Matt tensed beside her.

“It’s nothing terrible. He just…wasn’t there. Work, success, was important to him. Addictive, like a drug.”

He’d always had to do more, be more, to overcome the years of an abusive father he refused to end up like. Josh had his own demons, and she’d understood what a bad childhood could do to a person. Had hoped one day she’d be enough to make up for it all.

“I would’ve given up all the money, the big house, the new car, everything, for a night watching TV together. Or a simple moment sitting on the couch.” Like they were doing now.

“Anyway, by the time I saw what was happening, I had Jack. My life was full with the kids and…Josh always said it would get better. He promised. I believed him.” She let out a shaky breath and turned the ring on her finger. “By the time I had Gracie…I didn’t believe him anymore.”

But God knows with every tearful apology she’d wanted to. She’d listened to his empty words, pretending they meant something and that it was enough. Because it was still so much more than she’d ever had.

“By the time I had Charlie, I didn’t care anymore. So…” It hurt to admit, because she had still cared—maybe not that Josh didn’t want her but that no one did. So, she’d tried and hoped, and…then that last night together she’d been lonely and she’d hoped one more time.

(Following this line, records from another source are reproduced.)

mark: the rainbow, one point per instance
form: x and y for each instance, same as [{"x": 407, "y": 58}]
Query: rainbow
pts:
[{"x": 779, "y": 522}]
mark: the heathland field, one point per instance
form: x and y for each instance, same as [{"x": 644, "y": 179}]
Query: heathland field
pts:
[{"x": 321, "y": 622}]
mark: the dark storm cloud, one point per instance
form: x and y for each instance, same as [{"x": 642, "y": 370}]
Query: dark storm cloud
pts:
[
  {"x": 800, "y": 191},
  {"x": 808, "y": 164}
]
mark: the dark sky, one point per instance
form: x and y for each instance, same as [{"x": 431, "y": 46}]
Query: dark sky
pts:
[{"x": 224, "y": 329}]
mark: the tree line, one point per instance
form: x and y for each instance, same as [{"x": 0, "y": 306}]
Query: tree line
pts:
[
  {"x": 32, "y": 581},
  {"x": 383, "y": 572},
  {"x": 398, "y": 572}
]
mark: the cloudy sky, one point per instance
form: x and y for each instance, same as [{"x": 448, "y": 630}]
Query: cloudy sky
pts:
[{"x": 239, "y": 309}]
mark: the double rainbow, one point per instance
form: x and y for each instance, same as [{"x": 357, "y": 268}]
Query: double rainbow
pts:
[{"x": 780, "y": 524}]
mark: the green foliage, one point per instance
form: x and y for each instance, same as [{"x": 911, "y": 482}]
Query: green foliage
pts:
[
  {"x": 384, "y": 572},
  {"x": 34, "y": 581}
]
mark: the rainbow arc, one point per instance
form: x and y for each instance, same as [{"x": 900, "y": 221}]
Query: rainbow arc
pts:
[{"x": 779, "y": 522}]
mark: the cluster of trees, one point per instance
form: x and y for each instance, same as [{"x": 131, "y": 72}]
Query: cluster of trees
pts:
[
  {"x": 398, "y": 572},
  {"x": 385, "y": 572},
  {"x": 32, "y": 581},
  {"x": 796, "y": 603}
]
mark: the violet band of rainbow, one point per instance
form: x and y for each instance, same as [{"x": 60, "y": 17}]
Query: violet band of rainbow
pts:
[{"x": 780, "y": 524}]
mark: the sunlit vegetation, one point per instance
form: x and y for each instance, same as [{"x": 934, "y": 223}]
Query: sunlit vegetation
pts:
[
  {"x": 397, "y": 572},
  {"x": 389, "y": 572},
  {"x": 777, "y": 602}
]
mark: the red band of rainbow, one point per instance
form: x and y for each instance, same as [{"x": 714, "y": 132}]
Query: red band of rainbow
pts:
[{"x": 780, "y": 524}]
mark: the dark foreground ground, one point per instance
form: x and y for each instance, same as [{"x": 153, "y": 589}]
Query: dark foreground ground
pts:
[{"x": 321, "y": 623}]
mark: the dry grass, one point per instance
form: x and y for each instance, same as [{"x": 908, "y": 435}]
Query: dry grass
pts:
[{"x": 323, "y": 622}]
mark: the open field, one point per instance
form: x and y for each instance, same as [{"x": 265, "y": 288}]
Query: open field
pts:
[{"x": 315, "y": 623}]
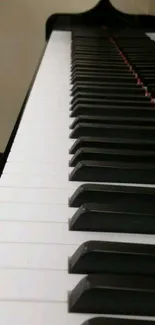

Without looking at Matt, she stood to flee to the safety of the kitchen. She wasn’t fast enough. His hand shot out and encircled her wrist.

Intelligent brown eyes scanned hers, seeing way too much. “I’m sorry.”

“It’s fine.” Seconds passed and she thought he might say more, but he released her, leaving a cold spot on her arm. She’d spent her life perfecting a mask to hide her pain, and she quickly pulled it on. “Let’s have cookies.” She walked toward the kitchen. “You must be some kind of interrogator,” she said, smiling over her shoulder, covering the raw edges her admission had left.

“Interrogation’s not really my job,” he said, sliding onto a stool at the counter while she poured two glasses of milk.

She set the cookies in front of him. “What is your job?”

“I’m in the navy.”

At her raised eyebrow and impatient look, he reluctantly added the rest.

“A SEAL.”

Of course he was. A hero. “Wow. I’ve seen and read enough to know how hard that is.” And she knew it was to be admired. Not just for the strength but the skill and intellect too.

He paused, his milk halfway to his mouth, like he was waiting for her to say more. She thought he looked pleased when she didn’t and he took a quick sip of milk.

“I also flip houses,” he said and stuffed an entire cookie into his mouth.

“Really? How do you do that? I mean being gone so much.” She took a bite of cookie.

“Being gone is kind of how it happened. My great-aunt passed away and left her tiny old house to the family. It was so dilapidated no one wanted to mess with it. I wasn’t home enough to make renting a house or even an apartment sensible, so I crashed there. When I was home, I worked on it just for something to do.”

Abby listened, loving the deep, smooth sound of his voice and the way his body took up space. She could imagine lying beside him, eyes closed, just listening to him talk.

“I started out with small repairs and learned as I went. Didn’t matter if we went wheels up. If I left the country, I’d just leave the house and pick it up when I got back.

“I enjoyed it—the work and the transformation. I sold that one, made a profit, and looked for a new project. There are times I’m homeless, like this week. I don’t require much, but I do need a working bathroom.” He smiled and bit into another cookie.

She leaned a hip against the counter and sipped her milk, taking in everything he’d said. Soaking up the details that made his life. “So, you’re on leave now?”

“Yes, and I owed Rob for helping me out with my last house, so when he asked for a ride…” He shrugged his shoulders, like what could he do.